Antigas pinturas que retratam Jesus e Maria são descobertas por acidente no Sudão
Uma equipe de arqueólogos se deparou acidentalmente com um
enigmático complexo de quartos em Velha Dongola, no Sudão. De acordo com
os pesquisadores, as paredes internas dos cômodos, que datam do período
medieval, são decoradas com cenas de arte cristã. Entre as imagens
descobertas, estão representações de Jesus Cristo e Maria.
Reino cristão de Macúria
A descoberta foi feita durante a exploração de casas que datam do
período Funj (séculos XVI-XIX d.C.). Para surpresa dos pesquisadores, sob o
piso de uma delas havia uma abertura que dava para uma pequena câmara, cujas
paredes eram decoradas com as imagens cristãs.
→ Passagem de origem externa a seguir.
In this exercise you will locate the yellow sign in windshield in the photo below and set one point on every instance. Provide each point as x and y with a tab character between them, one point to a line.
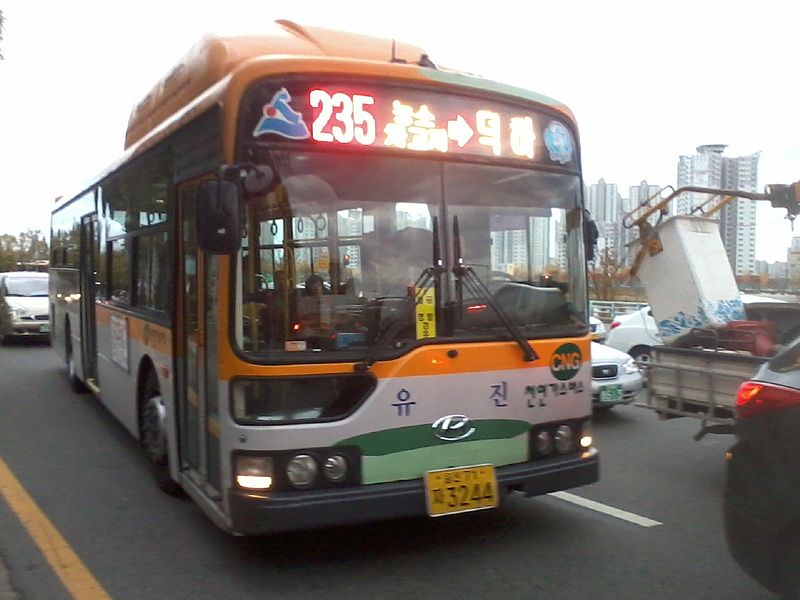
426	314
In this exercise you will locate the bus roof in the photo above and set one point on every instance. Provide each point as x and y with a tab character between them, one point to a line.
213	57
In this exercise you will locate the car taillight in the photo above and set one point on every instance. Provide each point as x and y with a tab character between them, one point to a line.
756	398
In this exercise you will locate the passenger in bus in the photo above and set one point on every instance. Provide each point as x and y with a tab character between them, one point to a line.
314	285
309	305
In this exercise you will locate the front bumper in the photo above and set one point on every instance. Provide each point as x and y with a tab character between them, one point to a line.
631	386
258	513
28	327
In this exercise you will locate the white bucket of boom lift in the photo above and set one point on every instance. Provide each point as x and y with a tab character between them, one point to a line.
690	283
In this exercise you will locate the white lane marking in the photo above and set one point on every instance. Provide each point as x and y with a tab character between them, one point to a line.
605	509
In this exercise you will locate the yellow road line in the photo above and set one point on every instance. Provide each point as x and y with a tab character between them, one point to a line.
78	580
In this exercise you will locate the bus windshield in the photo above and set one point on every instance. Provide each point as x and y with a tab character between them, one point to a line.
332	252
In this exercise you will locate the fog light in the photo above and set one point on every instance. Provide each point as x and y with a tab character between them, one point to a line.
302	470
544	442
564	438
254	472
335	467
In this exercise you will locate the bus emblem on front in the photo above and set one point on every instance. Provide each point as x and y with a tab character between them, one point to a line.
453	428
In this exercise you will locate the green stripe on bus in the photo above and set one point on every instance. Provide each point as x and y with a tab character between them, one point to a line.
402	439
412	464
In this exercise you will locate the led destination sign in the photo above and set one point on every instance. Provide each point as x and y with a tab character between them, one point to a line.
410	120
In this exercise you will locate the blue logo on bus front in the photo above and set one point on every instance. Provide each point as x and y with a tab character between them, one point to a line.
281	119
558	140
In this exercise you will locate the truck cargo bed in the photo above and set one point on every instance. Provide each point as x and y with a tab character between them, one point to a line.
698	383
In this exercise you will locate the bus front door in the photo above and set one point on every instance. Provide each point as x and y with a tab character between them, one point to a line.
198	412
89	258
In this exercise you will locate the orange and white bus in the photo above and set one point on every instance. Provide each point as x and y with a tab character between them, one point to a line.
329	282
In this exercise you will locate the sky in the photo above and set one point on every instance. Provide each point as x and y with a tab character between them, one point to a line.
647	81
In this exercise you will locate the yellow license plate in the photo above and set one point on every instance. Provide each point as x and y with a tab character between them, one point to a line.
464	489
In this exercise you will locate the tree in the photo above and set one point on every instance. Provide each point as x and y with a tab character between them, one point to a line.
23	251
606	275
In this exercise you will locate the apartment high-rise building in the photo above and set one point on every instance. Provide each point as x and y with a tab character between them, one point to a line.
793	258
603	201
709	168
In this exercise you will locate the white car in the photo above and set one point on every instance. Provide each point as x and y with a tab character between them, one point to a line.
616	378
24	305
598	329
636	332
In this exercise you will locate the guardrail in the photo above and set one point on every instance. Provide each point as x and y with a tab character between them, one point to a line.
606	310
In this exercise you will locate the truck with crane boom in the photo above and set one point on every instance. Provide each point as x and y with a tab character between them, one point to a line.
710	344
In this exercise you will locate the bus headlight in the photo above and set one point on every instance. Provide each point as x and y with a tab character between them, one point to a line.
586	436
302	470
564	438
253	472
544	442
335	467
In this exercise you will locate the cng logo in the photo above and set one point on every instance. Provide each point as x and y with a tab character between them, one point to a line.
566	362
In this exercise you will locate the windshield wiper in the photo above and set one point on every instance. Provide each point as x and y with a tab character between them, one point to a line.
466	277
429	277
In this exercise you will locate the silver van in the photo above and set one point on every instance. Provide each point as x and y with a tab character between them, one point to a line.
24	305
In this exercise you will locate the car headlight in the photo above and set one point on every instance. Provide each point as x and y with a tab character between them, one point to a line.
630	367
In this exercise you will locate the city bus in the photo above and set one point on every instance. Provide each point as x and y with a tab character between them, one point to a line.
329	281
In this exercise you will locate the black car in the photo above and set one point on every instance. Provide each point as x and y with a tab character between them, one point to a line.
761	505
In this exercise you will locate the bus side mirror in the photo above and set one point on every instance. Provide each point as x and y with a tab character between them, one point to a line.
219	217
Além das pinturas que retratam
Maria e Jesus, há uma cena representando um rei núbio junto com Cristo e o
Arcanjo Miguel. As imagens também trazem textos escritos em grego (com trechos
da Liturgia dos Dons Pré-santificados) e em núbio (que falam de Davi, governante
do reino cristão de Macúria, cuja capital era Velha Dongola).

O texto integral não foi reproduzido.